Chapter 11: Building Interactive Security Visualizations
Chapter 12: Moving Towards Data-Driven Security
The authors provide their own advice for InfoSec research based on their experience and acumen in Chapter 12. They recommend ‘panning for gold’ rather than ‘drilling for oil’; that is to say not getting bogged down on a specific focus but explore the data and then focus on the questions you want to ask. They offer practical advice on various roles one can play in the InfoSec domain ranging from the Hacker, Coder, Data Munger, Visualizer, Thinker, Statistician to Security Domain Expert. For each role they provide a list of resources to sharpen your skill sets. Lastly they offer tips on moving your entire organization towards data-driven security and building security data teams.
Appendix A provides a vast list of web links. From Data Cleansing, Analytics and Visualization tools, to aggregation sites and blogs to follow. There is a ton of material worth checking out and bookmarking here.
Conclusion and Other thoughts
So how do I rate this book ? This is a rather difficult question considering that nothing like this has ever been attempted before.

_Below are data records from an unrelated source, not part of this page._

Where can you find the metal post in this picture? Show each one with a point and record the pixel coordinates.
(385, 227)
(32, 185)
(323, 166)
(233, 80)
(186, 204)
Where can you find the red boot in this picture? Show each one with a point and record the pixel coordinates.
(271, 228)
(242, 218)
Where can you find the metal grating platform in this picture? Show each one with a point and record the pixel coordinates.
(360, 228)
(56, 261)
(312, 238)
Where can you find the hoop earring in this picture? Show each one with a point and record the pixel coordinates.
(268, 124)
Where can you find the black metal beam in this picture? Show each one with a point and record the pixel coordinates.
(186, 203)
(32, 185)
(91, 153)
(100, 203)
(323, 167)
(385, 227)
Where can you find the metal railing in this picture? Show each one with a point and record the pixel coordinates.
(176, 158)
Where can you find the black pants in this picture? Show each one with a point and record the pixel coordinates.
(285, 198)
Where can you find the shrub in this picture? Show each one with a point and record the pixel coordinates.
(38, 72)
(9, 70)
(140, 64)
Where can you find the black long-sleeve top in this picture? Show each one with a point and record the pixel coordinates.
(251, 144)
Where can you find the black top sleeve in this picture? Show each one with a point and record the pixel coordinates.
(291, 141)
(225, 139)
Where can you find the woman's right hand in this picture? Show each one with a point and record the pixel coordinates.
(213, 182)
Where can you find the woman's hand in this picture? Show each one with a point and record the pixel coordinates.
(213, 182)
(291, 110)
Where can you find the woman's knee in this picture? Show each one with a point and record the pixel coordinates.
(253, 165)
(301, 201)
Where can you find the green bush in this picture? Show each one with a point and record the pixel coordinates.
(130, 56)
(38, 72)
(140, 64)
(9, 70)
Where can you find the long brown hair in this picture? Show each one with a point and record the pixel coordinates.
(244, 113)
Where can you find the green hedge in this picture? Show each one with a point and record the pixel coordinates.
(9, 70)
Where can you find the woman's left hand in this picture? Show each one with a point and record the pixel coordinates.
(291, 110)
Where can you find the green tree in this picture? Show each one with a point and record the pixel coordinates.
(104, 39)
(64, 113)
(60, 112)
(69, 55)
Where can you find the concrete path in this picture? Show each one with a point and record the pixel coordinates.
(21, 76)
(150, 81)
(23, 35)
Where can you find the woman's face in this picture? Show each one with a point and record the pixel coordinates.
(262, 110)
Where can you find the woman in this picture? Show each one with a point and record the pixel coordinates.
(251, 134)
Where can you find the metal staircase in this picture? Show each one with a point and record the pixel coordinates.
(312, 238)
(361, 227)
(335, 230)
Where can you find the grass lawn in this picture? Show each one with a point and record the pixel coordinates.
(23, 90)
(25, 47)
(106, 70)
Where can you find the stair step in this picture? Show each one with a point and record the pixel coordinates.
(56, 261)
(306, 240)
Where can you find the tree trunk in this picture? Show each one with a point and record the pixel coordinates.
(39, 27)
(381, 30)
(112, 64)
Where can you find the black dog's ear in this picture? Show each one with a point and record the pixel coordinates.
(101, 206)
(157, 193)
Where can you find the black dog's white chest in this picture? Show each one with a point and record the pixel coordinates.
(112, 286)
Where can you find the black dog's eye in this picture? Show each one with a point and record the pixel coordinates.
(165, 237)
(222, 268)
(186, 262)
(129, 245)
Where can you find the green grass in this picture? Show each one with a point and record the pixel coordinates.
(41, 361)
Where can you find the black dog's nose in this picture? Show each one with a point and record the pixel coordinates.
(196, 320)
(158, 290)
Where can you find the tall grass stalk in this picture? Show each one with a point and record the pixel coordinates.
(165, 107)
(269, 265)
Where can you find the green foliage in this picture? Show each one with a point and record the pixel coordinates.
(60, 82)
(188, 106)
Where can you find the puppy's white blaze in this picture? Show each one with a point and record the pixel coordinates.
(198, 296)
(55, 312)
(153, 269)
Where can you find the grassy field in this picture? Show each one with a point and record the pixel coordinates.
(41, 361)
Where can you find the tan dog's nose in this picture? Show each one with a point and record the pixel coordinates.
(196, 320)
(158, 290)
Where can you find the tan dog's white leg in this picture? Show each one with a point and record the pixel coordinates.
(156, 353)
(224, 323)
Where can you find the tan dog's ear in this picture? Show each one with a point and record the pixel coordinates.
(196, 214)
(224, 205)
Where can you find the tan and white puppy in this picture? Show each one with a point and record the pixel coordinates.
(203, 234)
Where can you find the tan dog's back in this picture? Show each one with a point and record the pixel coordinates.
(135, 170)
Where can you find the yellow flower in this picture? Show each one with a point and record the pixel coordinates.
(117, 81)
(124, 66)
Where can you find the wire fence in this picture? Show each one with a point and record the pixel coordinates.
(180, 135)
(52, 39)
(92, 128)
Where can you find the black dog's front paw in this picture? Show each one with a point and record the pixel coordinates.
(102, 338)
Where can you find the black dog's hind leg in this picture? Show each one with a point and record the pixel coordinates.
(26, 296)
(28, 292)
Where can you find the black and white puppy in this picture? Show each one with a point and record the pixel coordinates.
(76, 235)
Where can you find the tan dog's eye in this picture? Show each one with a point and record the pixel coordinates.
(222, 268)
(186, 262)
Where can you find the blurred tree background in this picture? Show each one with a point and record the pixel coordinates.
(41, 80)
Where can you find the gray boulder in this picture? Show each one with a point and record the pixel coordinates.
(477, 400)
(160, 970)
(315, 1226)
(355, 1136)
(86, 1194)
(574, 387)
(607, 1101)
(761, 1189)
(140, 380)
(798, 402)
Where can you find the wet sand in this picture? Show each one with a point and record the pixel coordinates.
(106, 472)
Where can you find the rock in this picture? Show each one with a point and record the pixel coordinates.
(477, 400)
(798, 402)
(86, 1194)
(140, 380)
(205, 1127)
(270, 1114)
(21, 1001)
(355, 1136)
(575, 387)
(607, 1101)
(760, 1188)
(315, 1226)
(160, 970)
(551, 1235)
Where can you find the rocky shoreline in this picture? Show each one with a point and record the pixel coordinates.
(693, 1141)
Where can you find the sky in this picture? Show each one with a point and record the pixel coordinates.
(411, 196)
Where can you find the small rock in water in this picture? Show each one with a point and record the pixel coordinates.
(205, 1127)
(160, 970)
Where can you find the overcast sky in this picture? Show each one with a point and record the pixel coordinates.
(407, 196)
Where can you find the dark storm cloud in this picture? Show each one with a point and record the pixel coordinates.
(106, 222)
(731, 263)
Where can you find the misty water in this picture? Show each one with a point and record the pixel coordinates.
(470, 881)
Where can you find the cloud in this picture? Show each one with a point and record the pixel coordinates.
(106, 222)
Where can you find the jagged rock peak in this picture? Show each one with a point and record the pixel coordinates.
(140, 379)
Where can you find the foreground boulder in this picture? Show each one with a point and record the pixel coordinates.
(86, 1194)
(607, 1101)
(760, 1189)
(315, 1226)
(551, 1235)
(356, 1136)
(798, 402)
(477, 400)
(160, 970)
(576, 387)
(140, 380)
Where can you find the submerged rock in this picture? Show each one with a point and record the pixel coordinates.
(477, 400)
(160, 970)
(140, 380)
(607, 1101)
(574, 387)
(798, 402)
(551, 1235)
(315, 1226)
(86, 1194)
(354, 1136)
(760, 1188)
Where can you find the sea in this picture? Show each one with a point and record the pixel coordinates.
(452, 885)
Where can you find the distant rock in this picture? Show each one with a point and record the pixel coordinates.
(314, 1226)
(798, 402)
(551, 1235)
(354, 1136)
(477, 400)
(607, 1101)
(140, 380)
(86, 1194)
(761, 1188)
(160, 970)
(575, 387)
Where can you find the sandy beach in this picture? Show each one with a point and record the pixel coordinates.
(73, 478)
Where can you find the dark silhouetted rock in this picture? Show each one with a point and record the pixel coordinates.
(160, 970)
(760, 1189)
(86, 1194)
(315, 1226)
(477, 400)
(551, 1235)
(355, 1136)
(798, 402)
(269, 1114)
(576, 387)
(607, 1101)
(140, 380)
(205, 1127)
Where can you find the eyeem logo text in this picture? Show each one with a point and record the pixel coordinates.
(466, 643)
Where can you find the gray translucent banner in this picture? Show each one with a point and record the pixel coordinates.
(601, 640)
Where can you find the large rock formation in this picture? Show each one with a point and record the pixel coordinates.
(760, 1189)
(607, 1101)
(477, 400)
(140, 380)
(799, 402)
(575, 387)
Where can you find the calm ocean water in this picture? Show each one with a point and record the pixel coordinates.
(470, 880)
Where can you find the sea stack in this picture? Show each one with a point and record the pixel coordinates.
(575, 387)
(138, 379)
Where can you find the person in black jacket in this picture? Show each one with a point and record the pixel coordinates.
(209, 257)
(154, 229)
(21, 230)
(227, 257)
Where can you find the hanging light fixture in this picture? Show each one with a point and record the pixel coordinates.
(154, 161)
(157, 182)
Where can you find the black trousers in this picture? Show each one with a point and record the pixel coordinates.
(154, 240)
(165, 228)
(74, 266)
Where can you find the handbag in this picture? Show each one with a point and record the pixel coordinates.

Sure there are plenty of books about traditional InfoSec research and tools, and there are even more books on Statistics, and Machine Learning, and Visualization, not to mention gazillions of books on Programming/Coding. But a book that touches all 3 aspects of Data Science is indeed very rare.
Having said that I like this book very much, it covers every aspect of Data Science with a focus on InfoSec in just enough detail to give it justice. The code samples are great but more important is the very serious advice the authors have to offer (albeit in a lighter tone). This book is by no means a small achievement, not only in InfoSec books but Data Science books as well. I don’t see any reason why this books should not be in your collection if you deal with InfoSec and/or Data Science. Even if your domain is not InfoSec but if you are interested in Data Science I would still highly recommend this book as it will show you how to make Data Science work for your domain using InfoSec as an example.